Часто задают вопрос, почему разведывательные функции государства не могут осуществляться госдепартаментом или министерством обороны или ими обоими? Есть ли действительно необходимость в централизованной разведке?
Государственный департамент решает задачи, которые по самому своему существу несовместимы с разведкой. Если исходить из предположения, что внешнеполитический курс страны определяет президент Соединенных Штатов, то в равной мере будет оправдано предположение, что государственный секретарь является главным помощником президента в процессе выработки внешнеполитических решений, а госдепартамент – главным органом, делающим основную практическую работу в этой области.
Если эти предположения верны, то роль государственного департамента в разведывательной системе должна ограничиваться ролью потребителя разведывательной информации, подготовленной централизованной организацией на основании сведений, поступивших из всех источников. Можно понять руководящих работников госдепартамента, желающих, чтобы разработанная ими политика была успешной. Поэтому-то мы вправе усомниться в их полной объективности при обработке информации, касающейся этой политики. Это в равной мере относится к работе госдепартамента как за границей, так и в самом Вашингтоне.

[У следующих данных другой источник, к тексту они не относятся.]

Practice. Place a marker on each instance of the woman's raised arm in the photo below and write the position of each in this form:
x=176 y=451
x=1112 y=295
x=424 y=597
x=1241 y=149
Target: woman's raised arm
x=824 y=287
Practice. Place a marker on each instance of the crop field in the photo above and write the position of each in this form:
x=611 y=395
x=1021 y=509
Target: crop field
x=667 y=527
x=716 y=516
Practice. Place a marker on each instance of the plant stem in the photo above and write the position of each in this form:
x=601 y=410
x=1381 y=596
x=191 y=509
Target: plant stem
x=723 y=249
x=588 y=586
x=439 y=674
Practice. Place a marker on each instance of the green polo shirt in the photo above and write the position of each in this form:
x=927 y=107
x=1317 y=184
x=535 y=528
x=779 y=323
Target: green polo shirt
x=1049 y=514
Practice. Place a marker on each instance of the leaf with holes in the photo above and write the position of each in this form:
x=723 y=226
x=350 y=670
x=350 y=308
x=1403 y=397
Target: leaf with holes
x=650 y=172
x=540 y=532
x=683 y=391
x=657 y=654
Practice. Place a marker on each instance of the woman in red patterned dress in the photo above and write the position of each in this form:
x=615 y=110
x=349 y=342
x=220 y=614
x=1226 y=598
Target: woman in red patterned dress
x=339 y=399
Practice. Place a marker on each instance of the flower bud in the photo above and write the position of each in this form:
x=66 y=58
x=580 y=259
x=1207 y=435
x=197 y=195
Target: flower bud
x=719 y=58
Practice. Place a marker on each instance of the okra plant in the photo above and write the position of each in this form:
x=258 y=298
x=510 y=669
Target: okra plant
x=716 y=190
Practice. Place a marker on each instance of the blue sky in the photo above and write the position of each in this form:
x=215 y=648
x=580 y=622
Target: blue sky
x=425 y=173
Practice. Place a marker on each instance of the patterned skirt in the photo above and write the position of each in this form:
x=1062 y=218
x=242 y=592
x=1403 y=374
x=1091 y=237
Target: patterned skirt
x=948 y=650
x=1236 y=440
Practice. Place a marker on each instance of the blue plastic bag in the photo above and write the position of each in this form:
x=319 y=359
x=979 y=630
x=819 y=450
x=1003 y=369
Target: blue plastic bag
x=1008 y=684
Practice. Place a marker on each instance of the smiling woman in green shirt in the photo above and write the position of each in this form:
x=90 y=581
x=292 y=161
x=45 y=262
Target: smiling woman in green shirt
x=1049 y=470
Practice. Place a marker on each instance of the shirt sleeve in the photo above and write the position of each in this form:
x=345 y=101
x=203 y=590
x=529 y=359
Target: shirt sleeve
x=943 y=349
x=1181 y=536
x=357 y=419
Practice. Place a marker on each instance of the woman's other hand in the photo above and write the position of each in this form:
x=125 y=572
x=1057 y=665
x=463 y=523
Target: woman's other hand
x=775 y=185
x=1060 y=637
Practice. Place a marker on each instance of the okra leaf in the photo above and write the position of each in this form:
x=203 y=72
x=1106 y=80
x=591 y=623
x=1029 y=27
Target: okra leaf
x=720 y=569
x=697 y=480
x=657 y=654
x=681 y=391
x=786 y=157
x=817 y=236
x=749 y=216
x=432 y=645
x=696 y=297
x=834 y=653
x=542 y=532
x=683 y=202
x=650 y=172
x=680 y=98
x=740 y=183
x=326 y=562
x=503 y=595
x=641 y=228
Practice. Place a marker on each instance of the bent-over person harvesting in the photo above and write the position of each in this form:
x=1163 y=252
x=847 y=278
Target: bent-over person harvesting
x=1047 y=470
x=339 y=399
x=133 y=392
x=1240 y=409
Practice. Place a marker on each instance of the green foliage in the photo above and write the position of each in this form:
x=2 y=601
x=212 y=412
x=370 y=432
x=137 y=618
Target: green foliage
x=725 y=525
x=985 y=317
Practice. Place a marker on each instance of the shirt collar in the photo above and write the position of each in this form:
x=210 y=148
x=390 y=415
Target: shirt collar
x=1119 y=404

Указанное положение можно проиллюстрировать на примере одного действительного, имевшего недавно место случая, который, по понятным причинам, не может быть описан нами полностью.
Соединенные Штаты должны были оказать полную поддержку правительству «X» в стране «Y», и американский посол, действуя надлежащим образом, направлял все свои усилия на проведение такой политики. Очевидно, что это обусловливало его реакцию на поступающие сообщения о том, что правительство «X» коррумпировано, неэффективно, носит диктаторский характер и ненавистно народу. И действительно, насколько часто правительство США приходило к выводу, что проводит неверную политику, и меняло ее не под воздействием обстоятельств, неподконтрольных ему? Насколько часто послы США, поняв, что проводимая ими политика неверна, настаивали перед Вашингтоном на ее изменении?
Отношение США к правительству «X» служит прекрасным тому примером. Разведывательная информация, которая руководителем разведки на месте была оценена как весьма надежная, с полной определенностью свидетельствовала, что правительство «X» непопулярно в стране и существованию его угрожает опасность. Но американский посол не только отказался поверить этой информации, но даже попытался воспрепятствовать ее передаче в Вашингтон. Когда его убедили, что он не имеет права задерживать сообщения, он телеграфировал в Вашингтон о своем решительном несогласии с этим сообщением, которое он охарактеризовал как ненадежное и опасное. Неделю спустя правительство «X» было свергнуто в результате государственного переворота.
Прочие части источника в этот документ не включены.